This 'essay' is a direct rip of slides from various talks I gave in 2019, trying to simply describe a relatable use case for ambient computing. I recommend reading the introduction here first for context—but if you don't need it, just dive right in. The next section explains why I think this is important to focus on.
I looked for a while, and I couldn’t find a really good example of spatial computing anywhere: not in movies, not in books, not concept videos. So in lieu of time to make a concept video, I decided to walk you through an average morning in my ideal world, in which we have really nailed what I'll call "spatial computing".
So, don’t get too hung up on the hardware or tech stack here—for most of this there are multiple solutions, all in various states of ‘emerging tech’ today. This is just a thought exercise to get us all on the same page.

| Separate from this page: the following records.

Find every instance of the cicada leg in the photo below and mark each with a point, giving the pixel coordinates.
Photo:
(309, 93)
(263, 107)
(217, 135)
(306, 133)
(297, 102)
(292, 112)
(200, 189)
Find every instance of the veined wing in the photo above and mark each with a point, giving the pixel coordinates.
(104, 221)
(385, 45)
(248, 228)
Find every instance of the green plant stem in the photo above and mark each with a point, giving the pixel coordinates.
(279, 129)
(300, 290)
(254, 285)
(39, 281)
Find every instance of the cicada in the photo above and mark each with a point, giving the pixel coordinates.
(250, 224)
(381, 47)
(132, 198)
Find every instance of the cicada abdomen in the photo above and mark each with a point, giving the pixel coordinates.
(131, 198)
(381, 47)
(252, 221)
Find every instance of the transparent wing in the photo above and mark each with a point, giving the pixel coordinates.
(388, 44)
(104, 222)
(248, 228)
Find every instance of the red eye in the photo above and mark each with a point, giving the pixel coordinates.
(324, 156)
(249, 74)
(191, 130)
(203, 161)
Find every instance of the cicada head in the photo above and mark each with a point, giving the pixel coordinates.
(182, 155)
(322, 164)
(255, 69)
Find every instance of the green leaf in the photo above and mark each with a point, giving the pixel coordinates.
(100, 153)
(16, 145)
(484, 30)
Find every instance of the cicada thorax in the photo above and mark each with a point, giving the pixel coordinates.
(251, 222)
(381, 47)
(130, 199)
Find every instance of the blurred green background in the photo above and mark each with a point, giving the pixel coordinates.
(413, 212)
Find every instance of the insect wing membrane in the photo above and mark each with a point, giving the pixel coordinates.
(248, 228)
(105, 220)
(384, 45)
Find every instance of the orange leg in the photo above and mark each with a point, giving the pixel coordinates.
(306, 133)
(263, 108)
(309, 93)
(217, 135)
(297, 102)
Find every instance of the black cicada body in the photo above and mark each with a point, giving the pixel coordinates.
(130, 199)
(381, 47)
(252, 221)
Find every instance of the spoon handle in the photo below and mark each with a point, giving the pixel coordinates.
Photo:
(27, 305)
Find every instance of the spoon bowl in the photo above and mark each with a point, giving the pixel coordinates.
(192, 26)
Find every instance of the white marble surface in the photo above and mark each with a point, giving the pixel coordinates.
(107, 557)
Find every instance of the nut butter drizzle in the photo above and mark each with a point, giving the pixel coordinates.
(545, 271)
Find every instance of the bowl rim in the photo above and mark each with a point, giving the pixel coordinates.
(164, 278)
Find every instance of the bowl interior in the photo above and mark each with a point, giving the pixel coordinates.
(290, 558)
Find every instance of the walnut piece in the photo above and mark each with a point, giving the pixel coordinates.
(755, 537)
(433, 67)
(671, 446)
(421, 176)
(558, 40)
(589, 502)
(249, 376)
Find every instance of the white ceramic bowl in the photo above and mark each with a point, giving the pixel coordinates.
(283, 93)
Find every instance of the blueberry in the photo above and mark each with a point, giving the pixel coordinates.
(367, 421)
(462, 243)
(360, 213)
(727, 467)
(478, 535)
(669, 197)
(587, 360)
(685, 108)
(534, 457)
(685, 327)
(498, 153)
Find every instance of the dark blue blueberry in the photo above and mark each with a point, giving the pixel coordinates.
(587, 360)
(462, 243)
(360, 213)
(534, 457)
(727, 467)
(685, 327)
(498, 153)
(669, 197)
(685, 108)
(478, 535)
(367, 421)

This literally involves me drawing on a bunch of pictures of my house and narrating for you of what my ideal morning looks get the hardware right, if we get the software right, and most importantly, if we get the underlying systems right.
Okay. Every morning I wake up and see this around 6:30am, when my alarm goes off.
The lights are on because it’s early and it’s not bright out yet so this helps me acclimate naturally. (This is real, by the way—I actually have this set up with Hue Lights.) Except it’s 6:30 and the time change was this week so I’m going back to sleep. So I tell my alarm to shut up, or fifteen more minutes, it gives me a quick little confirmation beep and that’s that.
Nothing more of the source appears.